Na terceira e última vez que Jesus se dirige a Pedro, ele muda o verbo de ágapas para fileis, como que confirmando que entendera o que Pedro vinha lhe declarando. Pedro, entristecido, confirma outra vez a qualidade de seus sentimentos, reconhecendo sua limitação. A resposta de Jesus é surpreendentemente constante: cuide das minhas ovelhas.

Desde a primeira vez que pergunta, Jesus mantém uma única reação às respostas de Pedro: diante da sinceridade dele, de não assumir algo do qual não se julgava capaz de sentir/fazer, Jesus lhe confia seu mais precioso tesouro: o cuidado das suas ovelhas, da sua igreja.

Não adianta querermos construir uma aparência diante de Jesus. Ele nos conhece por inteiro. E isso não tem valor para ele. A sincera confissão lhe é valiosa. Assim como ele recebeu com graça e compreensão a sinceridade de Pedro, ele espera receber a nossa.

4 – Jesus derruba a barreira da nossa dificuldade ao se deparar com a nossa pureza e sinceridade – vs. 18-19.

Devemos lembrar-nos que este Pedro que conversava com Jesus era o mesmo Pedro que o havia negado 3 vezes. E é também o mesmo Pedro que, em Lucas 5, recebeu a mesma ordem de Jesus de lançar as redes ao mar e o fez, mas com ressalvas.

Jesus sabia o que fazia naquele momento com Pedro. Ele deu a Pedro a oportunidade de obedecer à sua palavra sem pestanejar, e Pedro assim o fez.
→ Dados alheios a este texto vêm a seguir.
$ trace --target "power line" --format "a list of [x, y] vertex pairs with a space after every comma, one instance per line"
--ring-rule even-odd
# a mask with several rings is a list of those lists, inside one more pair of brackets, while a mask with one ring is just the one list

Aquele que o havia negado três vezes, agora reconhece três vezes que ama ao seu Senhor, e recebe uma incumbência da parte dele.
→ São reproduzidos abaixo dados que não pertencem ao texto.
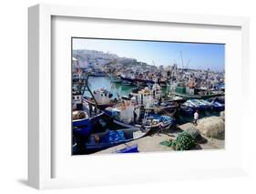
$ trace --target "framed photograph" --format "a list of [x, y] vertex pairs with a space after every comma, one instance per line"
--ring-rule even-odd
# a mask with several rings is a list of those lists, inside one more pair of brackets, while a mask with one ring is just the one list
[[28, 13], [30, 186], [246, 175], [248, 18]]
Finalmente, Jesus joga totalmente por terra o que poderia estar prendendo Pedro na sua vida cristã: o medo de nunca entregar-se totalmente a Cristo, sacrificialmente, como o ágape exigia. Há pouco, precipitadamente Pedro dissera que iria com Jesus até o fim, que qualquer situação seria por ele encarada junto de seu Senhor, e o negou. Questionado sobre a profundidade de sua devoção, agora, ele não ousa arriscar de novo: possivelmente se vira incapaz de entregar-se totalmente. Então, Jesus diz no verso 18:

“Na verdade, na verdade te digo que, quando eras mais moço, te cingias a ti mesmo e andavas por onde querias: mas, quando já fores velho, estenderás as mãos, e outro te cingirá e te levará para onde tu não queiras. (João 21:18, ARC)”

Jesus dizia a Pedro: ainda que você pense que nunca se entregaria totalmente por mim, eu vejo e lhe garanto que sua devoção, sua entrega é verdadeira e total. Não há mais limites nela, Jesus afirma.

Pedro morreu em 67 d.C. Sua pena de morte, por ser cristão, foi a cruz, assim como o seu Senhor. Achando-se indigno de morrer como o seu Mestre, Pedro pediu que sua cruz fosse posta de cabeça para baixo e teve seu pedido atendido.

Conclusão

Deus valoriza muito a nossa sinceridade. E aprendemos com o exemplo de Pedro que ele nos busca para estarmos com ele, se interessa pelas nossas preocupações, limitações e dificuldades, valoriza a nossa sinceridade e nos cura, rompendo os limites das nossas fraquezas.

Essa fraqueza na nossa vida pode ser um pecado persistente. Ou a falta de uma fé prática em Cristo. Pode ser o fato de não confiarmos em Jesus nas situações mais difíceis da nossa vida, buscando sempre outros recursos nos momentos de dificuldade e esperando sempre outro socorro que não o dele.

Abra seu coração a Deus. Confesse a ele suas dificuldades, entregue-lhe o que tem pesado o seu fardo. Ele terá um papo gostoso e revigorante contigo, vocês comerão um bom peixe ele te levará além, para onde ele quer que você o acompanhe.